When Danish Prime Minister Helle Thorning-Schmidt supported the sale of shares in a state-owned company to Goldman Sachs (GS), she couldn’t have known how costly the deal would turn out to be. On Jan. 30, as a parliamentary committee gave final approval for the bank’s purchase of 18 percent of Dong Energy, the nation’s largest electric utility, for $1.5 billion, the Socialist People’s Party quit the governing coalition in protest, leading six cabinet ministers to resign. While Thorning-Schmidt, a Social Democrat, retains her post with the support of the Social Liberal Party, polls show the dispute has dented her popularity, adding to the challenges she faces, including a weak economy, ahead of next year’s national elections.

The role of Goldman in the deal struck a nerve with the Danish public, which is still suffering from the aftereffects of the global financial crisis. When protesters gathered in front of Parliament in Copenhagen on Jan. 29, a yellow banner with a drawing of a vampire squid—the description of Goldman used by Matt Taibbi in Rolling Stone in 2009—was draped around the base of a statue of King Frederick VII. “I’m very disappointed” that a left-wing government backed the sale, said one protester, Solveig Weiss, who identified himself as a retiree who votes for the Social Liberal party. “It’s completely right-wing policies and certainly doesn’t help that they’re selling shares to a somewhat dodgy enterprise.”

The bank has said it views the stake as a long-term holding and will support the strategy of current management, and that the political and popular backlash won’t prompt it to reassess its bid. As for where it holds its shares, “Goldman Sachs complies, and will continue to comply, with all applicable tax laws in Denmark, Luxembourg, the United States, and other relevant jurisdictions,” wrote Sophie Ramsay, a bank spokeswoman based in London, in an e-mail.
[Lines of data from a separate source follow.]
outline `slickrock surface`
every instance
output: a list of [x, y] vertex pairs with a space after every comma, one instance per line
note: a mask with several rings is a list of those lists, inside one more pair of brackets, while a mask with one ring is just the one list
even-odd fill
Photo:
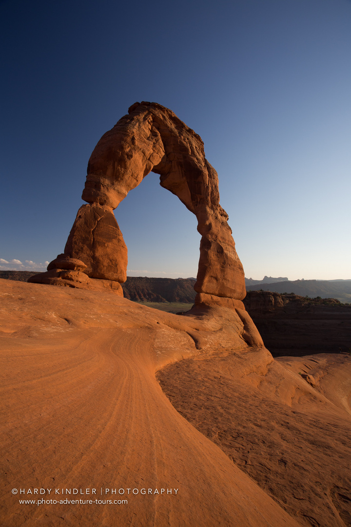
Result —
[[157, 377], [179, 413], [300, 524], [350, 525], [351, 357], [254, 366], [251, 355], [188, 358]]
[[[177, 316], [111, 293], [6, 280], [0, 294], [3, 525], [300, 524], [175, 409], [155, 378], [182, 358], [234, 353], [244, 376], [258, 368], [264, 382], [272, 357], [247, 345], [234, 310]], [[280, 370], [313, 399], [300, 376]], [[21, 504], [19, 490], [35, 488], [95, 488], [112, 500], [132, 490], [119, 505]]]

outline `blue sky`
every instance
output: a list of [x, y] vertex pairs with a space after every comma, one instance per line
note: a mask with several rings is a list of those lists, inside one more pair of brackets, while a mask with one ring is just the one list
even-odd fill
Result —
[[[96, 143], [145, 100], [202, 138], [246, 276], [351, 278], [351, 2], [3, 0], [0, 21], [0, 269], [63, 251]], [[195, 216], [158, 181], [115, 211], [128, 274], [196, 276]]]

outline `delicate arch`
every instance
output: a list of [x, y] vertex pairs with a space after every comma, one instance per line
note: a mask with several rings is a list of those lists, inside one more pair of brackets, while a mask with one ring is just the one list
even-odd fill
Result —
[[205, 157], [200, 137], [156, 103], [135, 103], [100, 139], [82, 194], [88, 204], [78, 211], [64, 253], [49, 265], [48, 272], [37, 276], [44, 283], [112, 287], [121, 294], [127, 248], [113, 210], [152, 170], [197, 219], [202, 239], [196, 301], [235, 306], [245, 295], [244, 271], [219, 205], [217, 172]]

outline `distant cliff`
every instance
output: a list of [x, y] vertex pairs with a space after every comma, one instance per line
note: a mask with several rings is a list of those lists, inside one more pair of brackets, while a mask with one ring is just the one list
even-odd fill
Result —
[[[135, 302], [194, 303], [195, 278], [150, 278], [128, 276], [122, 284], [124, 296]], [[190, 309], [190, 306], [189, 306]]]

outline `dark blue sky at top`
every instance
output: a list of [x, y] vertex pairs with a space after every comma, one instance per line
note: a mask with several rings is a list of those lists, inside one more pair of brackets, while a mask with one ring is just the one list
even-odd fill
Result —
[[[0, 24], [0, 268], [63, 251], [96, 143], [144, 100], [202, 138], [246, 276], [351, 278], [351, 2], [4, 0]], [[129, 274], [195, 276], [158, 180], [115, 211]]]

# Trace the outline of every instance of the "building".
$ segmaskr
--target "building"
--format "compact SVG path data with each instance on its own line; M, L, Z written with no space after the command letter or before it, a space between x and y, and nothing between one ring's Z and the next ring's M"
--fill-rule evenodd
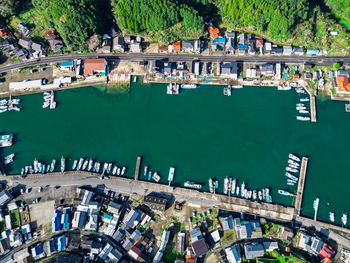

People are punishing Thorning-Schmidt for dealing with a bank they think represents “everything Danes really don’t like about the crisis,” says Peter Kurrild-Klitgaard, a professor of political science at the University of Copenhagen. They also don’t like that the buyer “is not Danish or even European.” Some of that may be an overreaction, he adds: “Most Danes don’t know the details of this deal. Many think Denmark is selling all of Dong and not just 18 percent.”